After setting up any of these runs, you can run them with the following:

$d37/submit.csh

or $d37/subdock.csh /path/to/dock.csh if you have compiled your own version of DOCK3.7.

Runs should proceed on the cluster. Problems will show up in the stderr files, further diagnosis can be attempted by looking at the various OUTDOCK files produced. If you've used lots of sampling, expect slower results. If you've asked for hundreds of poses, expect large files. You should not combine prospective screening, hundreds of poses and high sampling.

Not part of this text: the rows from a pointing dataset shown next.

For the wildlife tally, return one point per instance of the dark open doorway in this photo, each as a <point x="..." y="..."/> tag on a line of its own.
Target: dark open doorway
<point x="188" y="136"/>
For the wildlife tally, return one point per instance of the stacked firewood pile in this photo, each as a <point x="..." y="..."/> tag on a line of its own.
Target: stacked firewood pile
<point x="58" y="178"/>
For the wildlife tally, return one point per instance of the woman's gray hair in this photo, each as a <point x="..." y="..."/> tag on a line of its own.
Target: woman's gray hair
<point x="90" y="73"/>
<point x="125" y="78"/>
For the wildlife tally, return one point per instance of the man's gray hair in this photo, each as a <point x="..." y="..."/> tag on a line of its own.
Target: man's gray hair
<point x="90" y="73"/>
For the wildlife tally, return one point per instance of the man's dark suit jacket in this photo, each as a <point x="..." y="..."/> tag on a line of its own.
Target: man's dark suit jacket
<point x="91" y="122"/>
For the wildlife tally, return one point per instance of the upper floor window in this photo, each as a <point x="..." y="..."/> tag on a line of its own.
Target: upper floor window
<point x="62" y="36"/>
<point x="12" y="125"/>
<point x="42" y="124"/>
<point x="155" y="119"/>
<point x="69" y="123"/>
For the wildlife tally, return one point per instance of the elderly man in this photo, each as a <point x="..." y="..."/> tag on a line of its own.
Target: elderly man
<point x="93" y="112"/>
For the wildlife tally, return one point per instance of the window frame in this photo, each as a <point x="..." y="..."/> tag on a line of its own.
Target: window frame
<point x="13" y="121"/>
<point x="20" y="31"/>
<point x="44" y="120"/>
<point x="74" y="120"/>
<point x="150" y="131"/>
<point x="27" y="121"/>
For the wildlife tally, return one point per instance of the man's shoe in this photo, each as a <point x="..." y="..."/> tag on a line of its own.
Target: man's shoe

If a few jobs crash (shouldn't happen but anything is possible) and you need to complete them, run

$d37/restart.py -f

Analyzing DOCK results

The dock37tools in $d37 contain various analysis programs. Once your jobs are done, you can run:

$d37/extract_all.py

This may take awhile but it will pull all your results into a single file, etc. If you want to calculate enrichment, etc.:

$d37/enrich.py -l ligand-file -d decoy-file 

Where the ligand-file and decoy-file are single column files with the ligand and decoy IDs on individual lines. Plotting is also possible

$d37/plots.py -i . -l label --l=ligand-file -d decoy-file 

Common usage is to plot several different runs on a single plot like so:

$d37/plots.py -i run1 -l label1 -i run2 -l label2 --l=ligand-file -d decoy-file 

If you want to compare the scores from two runs, try:

$d37/two_run_plot.py run1 run2

Of course, the plots must be run on a machine with the proper libraries installed, like sgehead.

Another common use is to look at top poses in the ViewDock module of UCSF Chimera or with PyMOL. You can make a mol2 output file that can be read by these programs with the following command:

$d37/getposes.py

The defaults on this script are to make a poses.mol2 file with the top 500 poses from the entire run, with a single pose per molecule ID. There are many options which can be seen with the "-h" flag. A more complex example is:

$d37/getposes.py -z -l 1000 -x 2 -f ligands.txt -o ligands.1000.mol2

In order, the '-z' flag connects to ZINC for vendor information, the "-l 1000" flag only gets the first 1000 ligands in the file, '-x 2' gets the top 2 poses, the '-f ligands.txt' file designates the ligand file to use and '-o ligands.1000.mol2' designates the output filename.